This recipe and other great ones is from The Culinary Institute of America's New Book of Soups cook book.

Borscht soup recipe by The Culinary Institute of America



Makes 8 Servings

  • 2 medium beets
  • 2 tablespoons extra-virgin olive oil
  • 2 1/2 cups minced onion
  • 2 celery stalks, cut into matchsticks
  • 2 parsnips, cut into matchsticks
  • 1 carrot, cut into matchsticks
  • 1 leek, white and light green parts, cut into matchsticks
  • 1/2 head Savoy cabbage, shredded
  • 2 qt chicken or vegetable broth
  • Salt as needed
  • Freshly ground black pepper as needed
  • 1/2 cup sour cream
  • 1/4 cup minced fresh dill
  • Red wine vinegar as needed


Makes 1

  • 1 tsp dried marjoram
  • 4 to 5 parsley stems
  • 2 cloves peeled garlic
  • 1 bay leaf enclosed in a large tea ball or tied in a cheesecloth pouch


  1. Simmer the beets in enough boiling water to cover until partially cooked, 10 to 15 minutes.

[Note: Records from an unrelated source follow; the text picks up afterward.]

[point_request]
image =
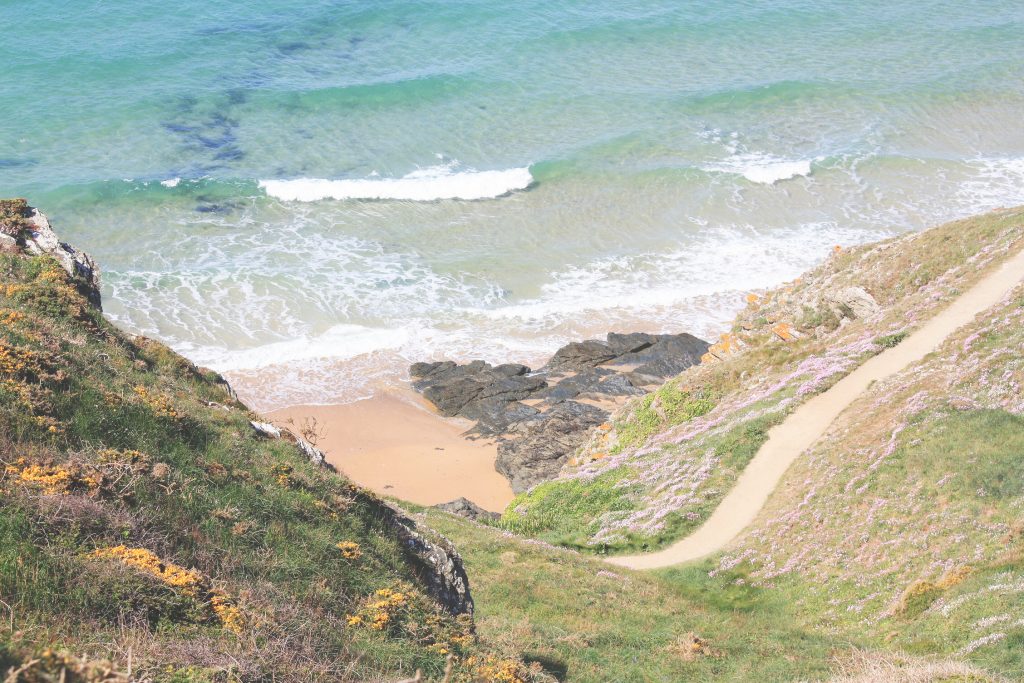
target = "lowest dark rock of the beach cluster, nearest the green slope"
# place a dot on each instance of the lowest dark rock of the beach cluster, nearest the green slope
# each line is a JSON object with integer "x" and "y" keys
{"x": 536, "y": 450}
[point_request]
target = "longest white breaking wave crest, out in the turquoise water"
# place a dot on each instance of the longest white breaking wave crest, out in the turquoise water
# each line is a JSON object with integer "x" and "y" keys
{"x": 436, "y": 183}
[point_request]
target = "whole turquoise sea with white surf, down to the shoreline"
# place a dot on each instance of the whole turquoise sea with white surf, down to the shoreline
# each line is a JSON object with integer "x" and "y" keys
{"x": 261, "y": 180}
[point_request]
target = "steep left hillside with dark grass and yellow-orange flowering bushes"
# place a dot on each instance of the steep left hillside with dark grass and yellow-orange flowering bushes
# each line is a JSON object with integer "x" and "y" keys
{"x": 146, "y": 523}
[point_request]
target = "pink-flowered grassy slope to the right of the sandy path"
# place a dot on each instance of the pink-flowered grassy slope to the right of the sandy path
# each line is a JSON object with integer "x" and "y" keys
{"x": 907, "y": 522}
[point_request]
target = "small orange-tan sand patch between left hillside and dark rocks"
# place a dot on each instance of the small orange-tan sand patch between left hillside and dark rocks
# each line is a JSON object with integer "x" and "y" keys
{"x": 396, "y": 445}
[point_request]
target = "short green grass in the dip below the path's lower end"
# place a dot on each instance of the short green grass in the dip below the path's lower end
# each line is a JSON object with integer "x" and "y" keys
{"x": 596, "y": 623}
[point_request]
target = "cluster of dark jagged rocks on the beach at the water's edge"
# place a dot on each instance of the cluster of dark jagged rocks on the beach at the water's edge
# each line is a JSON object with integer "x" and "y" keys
{"x": 536, "y": 441}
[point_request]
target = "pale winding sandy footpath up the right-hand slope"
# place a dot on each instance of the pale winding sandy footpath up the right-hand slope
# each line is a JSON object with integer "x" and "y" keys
{"x": 805, "y": 425}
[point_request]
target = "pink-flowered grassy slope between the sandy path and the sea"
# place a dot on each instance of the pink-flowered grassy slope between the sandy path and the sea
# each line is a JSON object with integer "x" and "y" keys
{"x": 660, "y": 468}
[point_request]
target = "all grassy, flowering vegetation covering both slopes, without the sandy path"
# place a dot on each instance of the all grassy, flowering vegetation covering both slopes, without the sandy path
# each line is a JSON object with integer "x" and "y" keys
{"x": 150, "y": 532}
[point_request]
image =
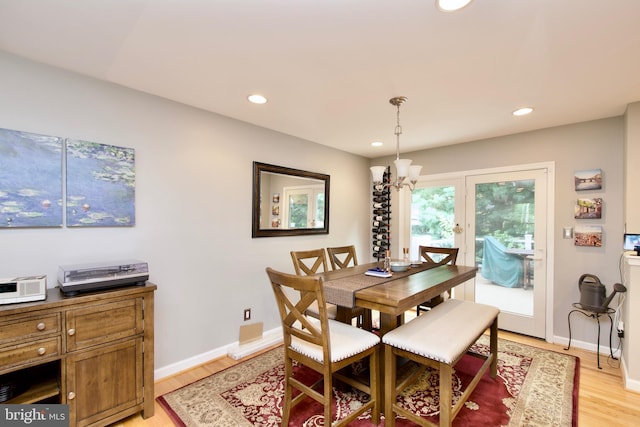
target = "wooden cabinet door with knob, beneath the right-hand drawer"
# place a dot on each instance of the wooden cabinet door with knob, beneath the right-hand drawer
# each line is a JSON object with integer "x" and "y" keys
{"x": 104, "y": 381}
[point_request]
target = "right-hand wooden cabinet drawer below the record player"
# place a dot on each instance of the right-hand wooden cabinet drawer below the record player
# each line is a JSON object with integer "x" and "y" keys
{"x": 95, "y": 325}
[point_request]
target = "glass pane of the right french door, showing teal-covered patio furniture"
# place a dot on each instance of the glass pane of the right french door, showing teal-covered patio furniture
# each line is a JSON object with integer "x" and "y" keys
{"x": 504, "y": 224}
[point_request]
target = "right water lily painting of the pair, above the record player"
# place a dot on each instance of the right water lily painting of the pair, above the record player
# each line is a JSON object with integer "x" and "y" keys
{"x": 100, "y": 185}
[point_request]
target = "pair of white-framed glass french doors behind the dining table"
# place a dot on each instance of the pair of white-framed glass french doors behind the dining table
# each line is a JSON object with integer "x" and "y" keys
{"x": 499, "y": 222}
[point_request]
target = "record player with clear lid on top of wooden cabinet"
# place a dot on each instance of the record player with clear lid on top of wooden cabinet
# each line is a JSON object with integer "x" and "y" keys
{"x": 73, "y": 279}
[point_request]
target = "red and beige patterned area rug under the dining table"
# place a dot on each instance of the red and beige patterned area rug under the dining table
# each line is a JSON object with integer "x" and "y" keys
{"x": 534, "y": 387}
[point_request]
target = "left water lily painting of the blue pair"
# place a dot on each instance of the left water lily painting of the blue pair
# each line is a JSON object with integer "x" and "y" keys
{"x": 30, "y": 180}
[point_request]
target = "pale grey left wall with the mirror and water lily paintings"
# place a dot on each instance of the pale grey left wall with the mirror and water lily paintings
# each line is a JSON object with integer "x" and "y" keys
{"x": 193, "y": 203}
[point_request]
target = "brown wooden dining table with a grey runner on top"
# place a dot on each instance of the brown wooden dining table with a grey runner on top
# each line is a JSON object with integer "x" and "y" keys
{"x": 390, "y": 296}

When cool enough to handle, peel and reserve for later use (use gloves to keep your hands from turning purple).
  2. Heat the oil in a large pot over medium heat. Add the onion, celery, parsnips, carrot, leek, and cabbage. Cover and cook over low heat, stirring occasionally, until the vegetables are translucent, about 15 minutes.
  3. Add the broth and sachet. Bring to a simmer and cook for 10 minutes.
  4. Grate the parboiled beets (wear gloves) directly into the soup and simmer until all the vegetables are tender, about 10 minutes.
  5. Remove and discard the sachet. Season to taste with the vinegar, salt, and pepper. Serve in heated bowls, garnished with the sour cream and dill.